One thing I have found out is people want to tell you about their own experiences or of their Mother, friends, or sister. I don’t find it helpful to hear about other people’s experiences right now. I don’t want to be asked how she is doing. I will write about it.
Gloria kept our family together since my mother was killed at 11 a.m. in the morning when a 19-year old fell asleep at the wheel of his family’s business van. The day was sunny and the road straight. My parents had picked the safest route from my brother’s house in South Carolina to where they had moved in North Carolina.
I still miss my mother. I hope to have my sister for a while longer.
Baseball, My Father and Action Speaks Louder than Words
My father was a quiet reserved man who never missed a days work. Before we awoke in the morning he would be at his job. He was a custodian at 30th Street Station. He would return in the evening, eat and immediately go to bed. While there was definitely love between us there was little interaction.

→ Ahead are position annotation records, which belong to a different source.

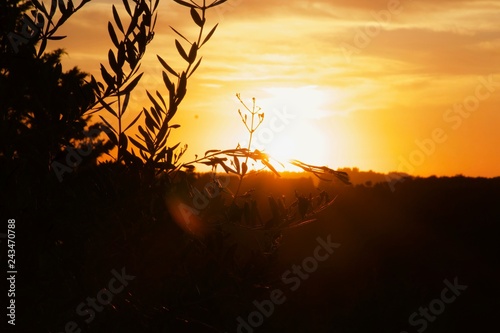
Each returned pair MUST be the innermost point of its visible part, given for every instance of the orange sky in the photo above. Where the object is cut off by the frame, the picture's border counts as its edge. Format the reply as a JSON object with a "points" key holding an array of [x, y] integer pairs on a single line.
{"points": [[410, 86]]}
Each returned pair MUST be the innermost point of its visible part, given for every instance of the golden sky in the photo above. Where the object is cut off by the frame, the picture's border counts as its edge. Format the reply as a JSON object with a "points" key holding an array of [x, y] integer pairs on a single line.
{"points": [[410, 86]]}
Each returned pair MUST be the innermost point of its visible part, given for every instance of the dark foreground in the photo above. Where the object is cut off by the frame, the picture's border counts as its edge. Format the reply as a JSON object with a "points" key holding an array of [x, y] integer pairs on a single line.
{"points": [[422, 256]]}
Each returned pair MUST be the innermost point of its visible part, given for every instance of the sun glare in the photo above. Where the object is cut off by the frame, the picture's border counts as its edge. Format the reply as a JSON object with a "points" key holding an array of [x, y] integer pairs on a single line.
{"points": [[290, 130]]}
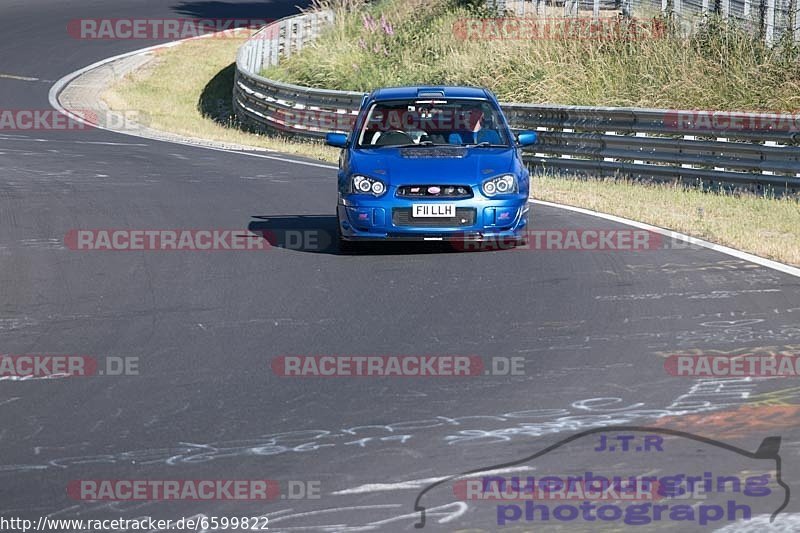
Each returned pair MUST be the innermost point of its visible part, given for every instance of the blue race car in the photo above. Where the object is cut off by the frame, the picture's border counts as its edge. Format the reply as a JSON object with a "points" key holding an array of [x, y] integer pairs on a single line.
{"points": [[431, 163]]}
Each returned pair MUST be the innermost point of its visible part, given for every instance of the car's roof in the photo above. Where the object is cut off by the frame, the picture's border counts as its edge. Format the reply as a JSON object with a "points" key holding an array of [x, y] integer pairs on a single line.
{"points": [[416, 91]]}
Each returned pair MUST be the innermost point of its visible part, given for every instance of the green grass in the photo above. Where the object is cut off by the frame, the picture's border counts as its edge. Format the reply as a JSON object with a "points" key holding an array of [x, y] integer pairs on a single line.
{"points": [[764, 226], [720, 67], [187, 90]]}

Sometimes actions speak louder than words. There were two small events that occurred between myself and my father that I will forever contain within my mind.

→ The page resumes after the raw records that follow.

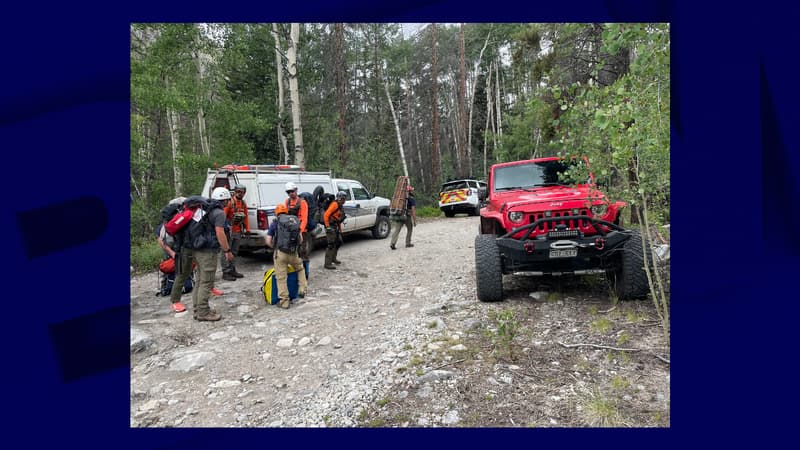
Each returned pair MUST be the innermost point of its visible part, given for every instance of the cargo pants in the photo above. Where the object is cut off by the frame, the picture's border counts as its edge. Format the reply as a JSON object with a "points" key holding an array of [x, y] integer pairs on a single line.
{"points": [[397, 224], [183, 269], [206, 269]]}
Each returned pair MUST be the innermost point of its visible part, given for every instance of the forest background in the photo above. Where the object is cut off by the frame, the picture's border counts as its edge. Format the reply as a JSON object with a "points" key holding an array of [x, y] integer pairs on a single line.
{"points": [[375, 101]]}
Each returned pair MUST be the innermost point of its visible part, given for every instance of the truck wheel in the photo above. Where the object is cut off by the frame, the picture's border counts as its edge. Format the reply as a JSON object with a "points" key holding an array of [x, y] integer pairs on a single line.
{"points": [[381, 228], [630, 280], [488, 269]]}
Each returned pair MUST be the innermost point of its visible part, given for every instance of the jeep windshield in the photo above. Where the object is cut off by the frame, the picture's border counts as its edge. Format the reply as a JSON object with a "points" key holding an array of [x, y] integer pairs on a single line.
{"points": [[532, 175], [454, 185]]}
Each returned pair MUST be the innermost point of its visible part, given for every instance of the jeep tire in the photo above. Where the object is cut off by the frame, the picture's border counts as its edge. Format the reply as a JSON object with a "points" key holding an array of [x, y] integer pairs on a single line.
{"points": [[630, 279], [488, 268], [381, 228]]}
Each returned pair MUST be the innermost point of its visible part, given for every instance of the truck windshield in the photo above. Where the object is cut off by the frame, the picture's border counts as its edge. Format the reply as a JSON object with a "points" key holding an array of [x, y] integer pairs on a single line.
{"points": [[544, 173]]}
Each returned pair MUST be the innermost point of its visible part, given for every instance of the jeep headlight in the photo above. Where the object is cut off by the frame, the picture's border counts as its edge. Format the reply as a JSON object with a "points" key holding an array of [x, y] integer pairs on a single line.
{"points": [[600, 210]]}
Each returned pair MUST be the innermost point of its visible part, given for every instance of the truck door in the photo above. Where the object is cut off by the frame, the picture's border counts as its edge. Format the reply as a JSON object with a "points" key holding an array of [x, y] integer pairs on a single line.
{"points": [[350, 223], [368, 209]]}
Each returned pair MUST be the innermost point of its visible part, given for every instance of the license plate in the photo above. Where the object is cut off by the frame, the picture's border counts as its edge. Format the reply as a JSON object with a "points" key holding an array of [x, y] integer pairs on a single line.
{"points": [[565, 253]]}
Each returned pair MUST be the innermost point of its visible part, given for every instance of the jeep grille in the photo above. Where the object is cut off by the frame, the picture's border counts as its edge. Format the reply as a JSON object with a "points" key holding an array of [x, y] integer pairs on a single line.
{"points": [[573, 224]]}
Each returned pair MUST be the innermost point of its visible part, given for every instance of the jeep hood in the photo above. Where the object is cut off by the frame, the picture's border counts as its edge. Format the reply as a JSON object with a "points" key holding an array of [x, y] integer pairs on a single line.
{"points": [[544, 195]]}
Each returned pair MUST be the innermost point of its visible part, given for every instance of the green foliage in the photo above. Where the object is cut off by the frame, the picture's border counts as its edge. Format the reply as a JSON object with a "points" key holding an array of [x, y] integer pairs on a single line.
{"points": [[508, 328], [600, 90]]}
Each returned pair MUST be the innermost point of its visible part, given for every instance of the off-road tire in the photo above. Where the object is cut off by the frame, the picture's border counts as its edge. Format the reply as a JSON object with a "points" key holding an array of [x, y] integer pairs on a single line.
{"points": [[381, 228], [488, 269], [630, 280]]}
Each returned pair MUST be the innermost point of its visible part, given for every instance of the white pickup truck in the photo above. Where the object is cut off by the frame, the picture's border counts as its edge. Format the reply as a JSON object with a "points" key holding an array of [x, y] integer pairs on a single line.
{"points": [[265, 189]]}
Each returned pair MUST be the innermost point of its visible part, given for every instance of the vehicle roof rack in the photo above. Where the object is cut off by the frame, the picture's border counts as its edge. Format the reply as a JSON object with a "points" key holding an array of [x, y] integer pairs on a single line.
{"points": [[265, 168]]}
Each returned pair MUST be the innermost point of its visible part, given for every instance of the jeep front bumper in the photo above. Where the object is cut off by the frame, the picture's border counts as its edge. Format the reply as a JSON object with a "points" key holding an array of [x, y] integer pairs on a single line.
{"points": [[562, 251]]}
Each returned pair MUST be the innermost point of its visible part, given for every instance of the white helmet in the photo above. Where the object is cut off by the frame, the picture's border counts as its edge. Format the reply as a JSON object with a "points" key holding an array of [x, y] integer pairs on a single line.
{"points": [[221, 193]]}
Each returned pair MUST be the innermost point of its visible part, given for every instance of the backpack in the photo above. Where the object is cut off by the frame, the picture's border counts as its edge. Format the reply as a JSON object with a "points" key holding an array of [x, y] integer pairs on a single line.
{"points": [[269, 286], [323, 204], [288, 233], [199, 232], [169, 281], [182, 215], [312, 209], [169, 211]]}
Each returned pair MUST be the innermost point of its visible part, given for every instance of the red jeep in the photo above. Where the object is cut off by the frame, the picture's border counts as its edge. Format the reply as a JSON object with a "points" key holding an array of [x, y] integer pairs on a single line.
{"points": [[539, 221]]}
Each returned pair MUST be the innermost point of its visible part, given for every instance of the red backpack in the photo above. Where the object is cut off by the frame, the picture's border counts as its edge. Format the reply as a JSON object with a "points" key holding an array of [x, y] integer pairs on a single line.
{"points": [[179, 221], [184, 216]]}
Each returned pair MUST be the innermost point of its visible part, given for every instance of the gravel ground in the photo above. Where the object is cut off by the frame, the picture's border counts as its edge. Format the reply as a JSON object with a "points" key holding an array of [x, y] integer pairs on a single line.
{"points": [[398, 339]]}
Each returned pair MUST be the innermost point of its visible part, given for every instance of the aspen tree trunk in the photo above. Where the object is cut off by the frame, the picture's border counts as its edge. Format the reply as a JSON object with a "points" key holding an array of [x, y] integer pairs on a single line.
{"points": [[339, 74], [498, 99], [172, 122], [201, 116], [488, 118], [396, 128], [281, 106], [462, 111], [471, 107], [172, 119], [299, 158], [435, 165]]}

The first event occurred when I was around twelve. My father came home with two baseball gloves and took me to a nearby lot where we engaged in an extended lively game of catch. I never knew my father could play baseball. He was good. Each time the ball thudded against our glove it echoed love.
The second action between my father and I that spoke louder than words also had to do with baseball. This event took place when I was around 14 years old. One day we were both practicing with our respective teams at Belmont Plateau in Fairmont Park. I was with a youth baseball team and he played for a Penna Railroad Team.
We did not know that our practices were at the same time. When we noticed each other we left our teams, walked towards one another and shook hands without uttering a word. Two events involving baseball between us spoke a multitude of words.
So actions do speak louder than words, especially when love is involved.
Wednesday, October 2, 2013
Gogo (The Best Thing I Have Learned in My Life)
It would be cool if the tens and thousands of you reading could squeeze shoulder to shoulder around our physical table to hear our seniors tell their stories every week, but that's not half as cool as the fact that we are virtually doing that here. This blog is the most massive and inclusive table ever, where there is always room for one more.
Living out loud. Living life to the absolute fullest. Yup, that's our Gogo. You feel it, right? The massive good vibes that she is spreading all around our table?
Gogo Jenny Williams
The Best Thing I Have Learned in My Life
It took many years and it seemed that I kept butting my head against hardened walls. I learned that you can begin again; you can forgive, turn around, pick up the pieces, and learn from your mistakes.
Bad decisions – I’ve made a few. Missed opportunities – yes, I’ve missed a few. Trusted the untrustworthy – yes I did. Experiencing encounters the 3rd and 4th kind made me a better human being – the so-called failures became stepping stones to my success, the backbone that enabled me to stand up and face life, not hide in a corner when it seemed that my world crumbled.
What a chain breaker. What a feeling of empowerment.
The process may be quite fragile. It might be missing people and components that were so very important to your life. But if you are still breathing, you can begin again.